İlk bilim kurulunu bir tür ‘vitrin nesnesi’ gibi kullanan rejim, yeni bir “kurul” daha oluşturduğunu ilan etti. Ortaçağ artığı zihniyetin temsilcileri, “bilim kurulu” sevdalısı kesilmiş gibi. Ne de olsa toplumun ezici çoğunluğu “kader-kısmet-fıtrat” zokalarını artık yutmuyor. Zira salgın gibi somut bir olayda o zırvaların uyuşturucu etkisi azalıyor. İşte bu alanda oluşan boşluğunu doldurmak için "Toplum Bilimleri Kurulu" diye bir ucube keşfettiler.
Sarayın Sağlık Bakanı Fahrettin Koca; 03 Nisan’da yaptığı açıklamada “Önümüzdeki günlerde daha çok vakaların konuşulduğu bir dönemden farklı olarak psikolojik yönü, sosyolojik yönü, istatistiki boyutlarıyla, din sosyolojisi boyutuyla farklı bir ekibin, grubun oluşacağı hazırlık içindeyiz.” demişti.
Bu açıklamanın ardından harekete geçen bakanlık, "Toplum Bilimleri Kurulu" adıyla yeni bir kurul oluşturulacağını duyurdu.
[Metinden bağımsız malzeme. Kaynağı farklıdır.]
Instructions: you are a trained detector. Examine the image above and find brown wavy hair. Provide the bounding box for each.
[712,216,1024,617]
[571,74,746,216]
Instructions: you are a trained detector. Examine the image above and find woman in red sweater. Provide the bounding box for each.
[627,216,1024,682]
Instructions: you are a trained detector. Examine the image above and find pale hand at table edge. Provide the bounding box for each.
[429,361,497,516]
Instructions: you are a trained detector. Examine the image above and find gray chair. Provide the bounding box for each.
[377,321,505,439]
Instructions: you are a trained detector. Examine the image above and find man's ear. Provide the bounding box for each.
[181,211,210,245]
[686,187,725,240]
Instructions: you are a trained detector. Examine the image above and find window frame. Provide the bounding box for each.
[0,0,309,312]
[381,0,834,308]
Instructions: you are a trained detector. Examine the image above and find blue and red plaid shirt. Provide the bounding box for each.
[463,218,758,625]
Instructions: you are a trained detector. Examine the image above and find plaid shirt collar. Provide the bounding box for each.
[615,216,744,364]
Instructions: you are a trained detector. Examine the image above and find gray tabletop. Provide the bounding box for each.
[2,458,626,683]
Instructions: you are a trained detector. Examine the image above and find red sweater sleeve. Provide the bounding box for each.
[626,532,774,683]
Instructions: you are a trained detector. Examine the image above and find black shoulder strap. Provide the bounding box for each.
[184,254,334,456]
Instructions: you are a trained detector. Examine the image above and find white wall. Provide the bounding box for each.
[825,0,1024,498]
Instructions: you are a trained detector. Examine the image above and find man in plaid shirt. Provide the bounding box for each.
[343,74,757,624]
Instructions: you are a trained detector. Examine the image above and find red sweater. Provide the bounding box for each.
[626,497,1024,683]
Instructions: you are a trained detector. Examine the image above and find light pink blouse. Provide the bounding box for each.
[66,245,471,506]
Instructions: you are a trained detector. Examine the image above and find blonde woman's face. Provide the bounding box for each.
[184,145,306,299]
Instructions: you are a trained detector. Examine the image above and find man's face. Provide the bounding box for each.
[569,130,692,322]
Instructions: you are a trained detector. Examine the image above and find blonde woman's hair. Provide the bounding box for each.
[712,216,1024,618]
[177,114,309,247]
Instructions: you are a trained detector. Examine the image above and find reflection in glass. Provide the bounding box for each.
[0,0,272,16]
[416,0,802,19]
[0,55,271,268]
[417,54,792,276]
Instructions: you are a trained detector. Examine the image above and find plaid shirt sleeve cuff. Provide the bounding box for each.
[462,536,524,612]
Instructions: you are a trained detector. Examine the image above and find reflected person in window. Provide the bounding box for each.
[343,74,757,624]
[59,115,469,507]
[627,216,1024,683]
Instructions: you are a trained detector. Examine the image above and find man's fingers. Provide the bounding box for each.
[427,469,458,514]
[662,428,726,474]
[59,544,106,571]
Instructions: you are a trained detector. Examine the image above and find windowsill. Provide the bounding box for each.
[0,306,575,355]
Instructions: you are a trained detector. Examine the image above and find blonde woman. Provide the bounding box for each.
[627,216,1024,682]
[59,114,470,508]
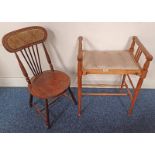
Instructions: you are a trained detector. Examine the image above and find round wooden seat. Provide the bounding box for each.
[28,70,70,99]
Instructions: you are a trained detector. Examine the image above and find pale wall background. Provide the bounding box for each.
[0,22,155,88]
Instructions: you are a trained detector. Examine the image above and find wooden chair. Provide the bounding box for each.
[77,36,153,116]
[2,26,75,128]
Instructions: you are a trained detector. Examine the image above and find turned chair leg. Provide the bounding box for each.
[128,78,144,115]
[68,87,77,105]
[120,74,126,90]
[45,99,51,129]
[78,75,82,116]
[29,94,33,107]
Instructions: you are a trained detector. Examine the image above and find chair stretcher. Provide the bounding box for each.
[77,36,153,116]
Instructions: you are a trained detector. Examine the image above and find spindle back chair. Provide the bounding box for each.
[2,26,75,128]
[77,36,153,116]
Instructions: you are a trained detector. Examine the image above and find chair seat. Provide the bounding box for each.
[28,70,70,98]
[83,51,140,74]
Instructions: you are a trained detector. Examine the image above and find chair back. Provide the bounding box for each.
[2,26,53,84]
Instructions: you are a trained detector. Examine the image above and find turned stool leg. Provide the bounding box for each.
[128,78,144,115]
[68,87,77,105]
[29,94,33,107]
[78,75,82,116]
[45,99,51,128]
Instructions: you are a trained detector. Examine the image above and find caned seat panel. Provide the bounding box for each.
[83,51,140,72]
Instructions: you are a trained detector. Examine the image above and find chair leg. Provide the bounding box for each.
[128,78,144,115]
[68,87,77,105]
[78,73,82,116]
[29,94,33,108]
[45,99,51,129]
[120,74,126,90]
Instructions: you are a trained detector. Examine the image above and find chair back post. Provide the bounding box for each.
[129,37,135,53]
[78,36,83,61]
[42,43,54,71]
[15,53,31,84]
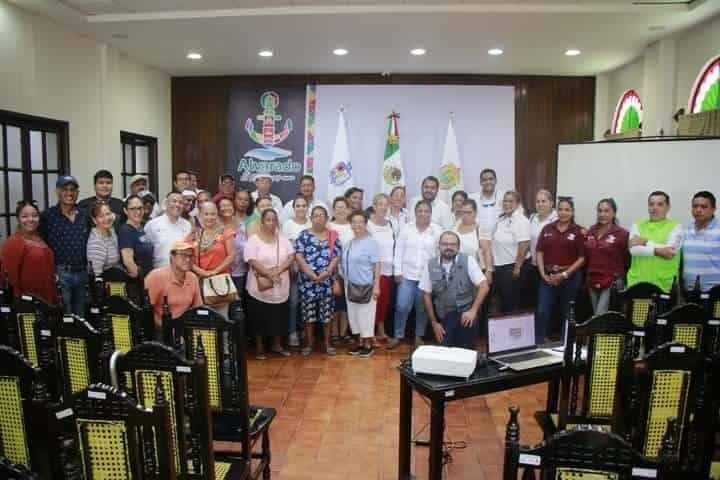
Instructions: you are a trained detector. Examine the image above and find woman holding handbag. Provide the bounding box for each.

Bu oluşumun “bilim” sıfatıyla adlandırılması ise riyakarlıktan başka bir şey değildir. Zira AKP-saray rejiminin salgına karşı bilimsel bir yöntemle önlem almak gibi bir derdi olsaydı başta hekimler olmak üzere sağlık emekçilerinin meslek ya da sendikal örgütleriyle birlikte çalışırdı. Oysa rejimle sarayın medyadaki borazan takım Türk Tabipleri Birliği’ne (TTB) karşı adeta taarruza geçti. Bu ucube saldırı tesadüf değil. Çünkü böyle bir rejim bağımsız tutum alabilecek bilim insanlarıyla çalışamaz. Çünkü onurlu bilim insanları rejimin yalan/propaganda kampanyasının aracı olmayı kabul etmezler.
Yeni oluşturulan kurul için “din sosyolojisi boyutu” eklenmesi, rejimin hedefleri hakkında fikir veriyor. Dinin istismarı “bilim” kılıfıyla kaplanarak pazarlanmak isteniyor. Önümüzdeki günlerde bu istismara daha çok ihtiyaç duyacaklar. Göründüğü kadarıyla yeni kurul salgının yaratacağı sorunlara karşı emekçilerde oluşacak tepkiyi kontrol altında tutmak amacıyla oluşturuluyor. Bu kurulda muhtemel olarak yer alacak olan Diyanet temsilcileri başta olmak üzere, “uzman” diye adlandırılan kişilerin rejimi aklama hazırlığında olduğu anlaşılıyor. İşçiler-emekçiler bu şarlatanlık kurumlarına karşı uyanık olmalı, kendilerini salgınla ve ekonomik-sosyal yıkımla yüz yüze bırakan rejimden hesap sormak için gücünü birleştirmeye odaklanmalı.